The past few weeks have seen an explosion of writers coming out of the woodwork to complain about either being asked to, or feeling like they had to write for free. And that’s an important discussion that should continue. But it’s also part of a larger phenomenon as well.
A few weeks ago I wrote about what I called the Post-Employment Economy. In it, I explained how the implicit social contract that once governed the U.S. economy had broken down. Now, young people are entering the workforce with more debt than ever before, fewer employment opportunities, and less social mobility than anytime in recent memory.
But it applies to other things as well. Think about working hours. For a hundred years, we’ve known that overworking leads to less productivity — that is, the longer someone works over 40 hours per week, the less productive they become per hour worked… and the longer it takes that person to recover back to full working capacity. Despite this, during the last 20 years or so employers have come to expect employees to work longer and longer hours for the same amount of compensation.
This creates a two-fold effect: not only are employees earning less income per hour worked, but employers are actually hurting themselves by driving down productivity. There are a number of reasons for this — including the business culture spillover effect of Silicon Valley work obsession — but the end result is people are working much harder for the same pay (because our wages have stagnated).
Placed in the context of recent corporate performance, a very dark picture emerges.
- Corporate profits are higher than ever.
- Unemployment is steady, and probably vastly under-counted.
- White collar employers are demanding longer and longer hours from their employees (and because of labor law exemptions that extra time does not need to be compensated).
- Conversely, at the very low end, hourly employees are being employed less and less to avoid paying healthcare and other benefit costs.
Into this context we can place the alarming rise of the unpaid intern. And even going to school is no longer the path for upward mobility in this country — rather, it’s a quick ticket to debt and unemployment (assuming you’re even of the right economic class to be courted by a good school).
So even apart from the rather elite-level concern of whether one gets paid for writing, there is a society-wide push to pay people less for the work they do… even while the leaders of these for-profit organizations make more money than ever before. From top to bottom, value is being extracted from workers in this country and no one is getting paid fairly for it.
For a long time, working for free seemed like it was the future. Chris Anderson made a big splash before the crash by proclaiming “Why $0.00 is the future of business.” In Anderson’s world, giving stuff away for free was how businesses of the future would generate even more money down the road. It amounted to a clever marketing trick, the intellectual equivalent of a two-for-one special.
I was working for Alvin Toffler’s consulting firm when he and his wife Heidi released their last book, 2007’s Revolutionary Wealth. They posited that wealth in the future would not be determined solely by money, but by less tangible things. In discussing “prosumers,” people growing their own food, and even the value created by hobbies, the Tofflers argued that the new economy would have much more wealth than money alone could measure.

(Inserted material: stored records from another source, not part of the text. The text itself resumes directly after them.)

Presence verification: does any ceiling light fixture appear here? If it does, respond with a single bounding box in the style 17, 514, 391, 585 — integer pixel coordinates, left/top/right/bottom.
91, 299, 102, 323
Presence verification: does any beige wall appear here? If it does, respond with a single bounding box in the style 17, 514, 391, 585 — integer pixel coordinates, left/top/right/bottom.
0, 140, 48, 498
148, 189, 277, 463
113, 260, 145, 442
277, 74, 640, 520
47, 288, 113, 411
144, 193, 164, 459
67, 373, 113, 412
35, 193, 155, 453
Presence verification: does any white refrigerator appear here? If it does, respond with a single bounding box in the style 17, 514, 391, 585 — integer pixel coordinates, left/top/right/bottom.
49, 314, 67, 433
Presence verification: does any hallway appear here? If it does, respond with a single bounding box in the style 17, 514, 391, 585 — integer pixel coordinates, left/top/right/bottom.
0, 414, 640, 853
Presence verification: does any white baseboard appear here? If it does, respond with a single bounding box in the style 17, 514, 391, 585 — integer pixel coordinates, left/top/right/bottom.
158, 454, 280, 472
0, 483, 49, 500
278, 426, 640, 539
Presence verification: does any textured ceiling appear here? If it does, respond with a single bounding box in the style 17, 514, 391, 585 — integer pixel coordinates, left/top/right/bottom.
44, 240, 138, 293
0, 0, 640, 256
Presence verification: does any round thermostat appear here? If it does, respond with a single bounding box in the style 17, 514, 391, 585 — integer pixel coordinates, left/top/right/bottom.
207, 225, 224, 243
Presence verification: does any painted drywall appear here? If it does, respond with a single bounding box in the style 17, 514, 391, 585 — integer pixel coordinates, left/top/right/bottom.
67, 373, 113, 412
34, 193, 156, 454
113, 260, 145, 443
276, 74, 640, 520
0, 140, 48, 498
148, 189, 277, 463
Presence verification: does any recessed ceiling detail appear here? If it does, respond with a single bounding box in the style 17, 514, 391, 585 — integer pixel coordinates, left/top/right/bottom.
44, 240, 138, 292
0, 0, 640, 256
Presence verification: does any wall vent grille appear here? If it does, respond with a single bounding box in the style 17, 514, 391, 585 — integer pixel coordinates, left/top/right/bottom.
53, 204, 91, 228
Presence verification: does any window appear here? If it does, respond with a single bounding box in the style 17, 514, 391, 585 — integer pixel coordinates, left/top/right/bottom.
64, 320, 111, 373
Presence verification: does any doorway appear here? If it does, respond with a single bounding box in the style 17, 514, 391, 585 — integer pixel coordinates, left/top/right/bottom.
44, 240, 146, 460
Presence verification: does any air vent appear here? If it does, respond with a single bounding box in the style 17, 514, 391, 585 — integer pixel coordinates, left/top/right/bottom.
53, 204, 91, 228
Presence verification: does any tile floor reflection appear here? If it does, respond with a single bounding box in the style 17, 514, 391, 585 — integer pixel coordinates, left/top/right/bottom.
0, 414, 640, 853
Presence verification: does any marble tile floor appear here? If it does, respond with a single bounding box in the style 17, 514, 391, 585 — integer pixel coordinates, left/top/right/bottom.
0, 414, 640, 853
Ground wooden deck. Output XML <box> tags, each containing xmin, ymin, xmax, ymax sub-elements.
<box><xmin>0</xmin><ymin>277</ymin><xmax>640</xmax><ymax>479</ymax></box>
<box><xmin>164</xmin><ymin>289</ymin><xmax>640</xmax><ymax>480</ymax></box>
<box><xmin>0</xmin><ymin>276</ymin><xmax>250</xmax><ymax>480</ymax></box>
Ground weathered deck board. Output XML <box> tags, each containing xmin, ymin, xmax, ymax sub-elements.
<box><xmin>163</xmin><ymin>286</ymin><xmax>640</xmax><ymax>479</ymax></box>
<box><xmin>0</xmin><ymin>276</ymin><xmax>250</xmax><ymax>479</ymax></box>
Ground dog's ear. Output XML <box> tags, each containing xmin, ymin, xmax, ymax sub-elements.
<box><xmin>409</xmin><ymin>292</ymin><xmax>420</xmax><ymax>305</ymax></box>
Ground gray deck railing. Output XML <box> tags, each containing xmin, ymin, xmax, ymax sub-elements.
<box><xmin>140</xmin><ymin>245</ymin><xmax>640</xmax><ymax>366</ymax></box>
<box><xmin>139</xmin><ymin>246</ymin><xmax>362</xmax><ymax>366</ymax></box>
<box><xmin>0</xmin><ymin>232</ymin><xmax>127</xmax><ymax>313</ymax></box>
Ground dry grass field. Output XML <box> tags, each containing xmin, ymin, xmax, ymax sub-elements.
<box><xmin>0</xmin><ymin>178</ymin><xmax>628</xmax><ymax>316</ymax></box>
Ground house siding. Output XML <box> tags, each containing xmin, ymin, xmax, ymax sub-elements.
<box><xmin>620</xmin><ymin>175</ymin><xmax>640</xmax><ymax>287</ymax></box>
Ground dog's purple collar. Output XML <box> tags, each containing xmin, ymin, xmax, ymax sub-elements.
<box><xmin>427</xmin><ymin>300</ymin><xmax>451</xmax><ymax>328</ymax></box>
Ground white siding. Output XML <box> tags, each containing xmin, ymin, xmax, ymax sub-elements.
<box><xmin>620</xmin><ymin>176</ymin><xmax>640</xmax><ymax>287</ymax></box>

In a way, this is true. In lots of little ways, consumers have been trained to do work that used to cost producers money. When you use the self-checkin kiosk at the airport, you are performing labor, for free, than an airline employee used to. When you use the self-checkout kiosk at the grocery store, you’re doing work that an employee once got paid to do. And so on.
But this “revolutionary” wealth has a dark side: companies are not just extracting extra value from consumers, but from their own employees. Profits are up but employment is down and wages are flat. Young workers or people looking to break into a new field are expected to work for free — not for a low wage while they’re trained into competence. But for free. Zero.
And meanwhile, the companies in charge still profit from the work done.
This model is simply not sustainable in the long run. No matter how much the techno-utopians or futurists crow about how awesome free labor is, the economy still runs on money. And without money, that economy will collapse. Expecting people to produce value for that economy while receiving zero compensation for it is not only unfair and possibly destructive — it is fundamentally un-American.
But what does a fully-paid model look like? We don’t necessarily know yet. And for many industries, it will probably look different. Right now, what’s needed is a cultural change — an awareness of the Great Transfer that’s underway, and a desire to end it and re-establish fairness at the heart of our society. Because without that, nothing will ever change.